Index files output by the ecCodes/grib_ls command-line utlity. These index files are common for forecast models provided by ECMWF.
You can use regular expression to search for lines in the index file. If
H
is a Herbie object, the regex search is performed on theH.read_idx().search_this
column of the DataFrameTip
If you need help with regular expression, search the web or look at this cheatsheet. Check regular expressions with regexr or regex101.
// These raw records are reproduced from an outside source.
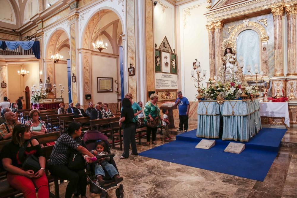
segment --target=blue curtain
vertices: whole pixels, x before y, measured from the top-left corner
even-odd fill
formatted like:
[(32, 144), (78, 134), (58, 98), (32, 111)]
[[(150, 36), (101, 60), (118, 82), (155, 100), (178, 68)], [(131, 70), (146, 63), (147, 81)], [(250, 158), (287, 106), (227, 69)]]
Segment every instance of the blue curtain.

Here are some examples you can use for the
searchString
argument for the wgrib2-style index files.searchString=
GRIB messages that will be downloaded
":TMP:2 m"
Temperature at 2 m.
":TMP:"
Temperature fields at all levels.
":UGRD:.* mb"
U Wind at all pressure levels.
":500 mb:"
All variables on the 500 mb level.
":APCP:"
All accumulated precipitation fields.
":APCP:surface:0-[1-9]*"
Accumulated precip since initialization time
":APCP:surface:[1-9]*-[1-9]*"
Accumulated precip over last hour
":UGRD:10 m"
U wind component at 10 meters.
":(U|V)GRD:(10|80) m"
U and V wind component at 10 and 80 m.
":(U|V)GRD:"
U and V wind component at all levels.
":(?:U|V)GRD:[0-9]+ hybrid"
U and V wind components at all hybrid levels
":(?:U|V)GRD:[0-9]+ mb"
U and V wind components at all pressure levels
":.GRD:"
(Same as above)
":(TMP|DPT):"
Temperature and Dew Point for all levels .
":(TMP|DPT|RH):"
TMP, DPT, and Relative Humidity for all levels.
":REFC:"
Composite Reflectivity
":surface:"
All variables at the surface.
"^TMP:2 m.*fcst$"
Beginning of string (^), end of string ($) wildcard (.*)
Hint
The NCEP Parameters & Units Table is a useful resource to help you identify wgrib2-style GRIB variable abbreviations and their meanings.
Here are some examples you can use for the
searchString
argument for the grib_ls-style index files.Look at the ECMWF GRIB Parameter Database https://apps.ecmwf.int/codes/grib/param-db
This table is for the operational forecast product (and ensemble product):
searchString (oper/enso)
Messages that will be downloaded
”:2t:”
2-m temperature
”:10u:”
10-m u wind vector
”:10v:”
10-m v wind vector
”:10(u|v):
10m u and 10m v wind
”:d:”
Divergence (all levels)
”:gh:”
geopotential height (all levels)
”:gh:500”
geopotential height only at 500 hPa
”:st:”
soil temperature
”:tp:”
total precipitation
”:msl:”
mean sea level pressure
”:q:”
Specific Humidity
”:r:”
relative humidity
”:ro:”
Runn-off
”:skt:”
skin temperature
”:sp:”
surface pressure
”:t:”
temperature
”:tcwv:”
Total column vertically integrated water vapor
”:vo:”
Relative vorticity
”:v:”
v wind vector
”:u:”
u wind vector
”:(t|u|v|r):”
Temp, u/v wind, RH (all levels)
”:500:”
All variables on the 500 hPa level
This table is for the wave product (and ensemble wave product):
searchString (wave/waef)
Messages that will be downloaded
”:swh:”
Significant height of wind waves + swell
”:mwp:”
Mean wave period
”:mwd:”
Mean wave direction
”:pp1d:”
Peak wave period
”:mp2:”
Mean zero-crossing wave period
Hint
The ECMWF Parameter Database is a useful resource to help you identify ecCodes-style GRIB variable abbreviations and their meanings.
- Return type:
A Pandas DataFrame of the index file.
- xarray(searchString=None, backend_kwargs={}, remove_grib=True, **download_kwargs)[source]#
Open GRIB2 data as xarray DataSet
- Parameters:
searchString (str) – Variables to read into xarray Dataset
remove_grib (bool) – If True, grib file will be removed ONLY IF it didn’t exist before we downloaded it.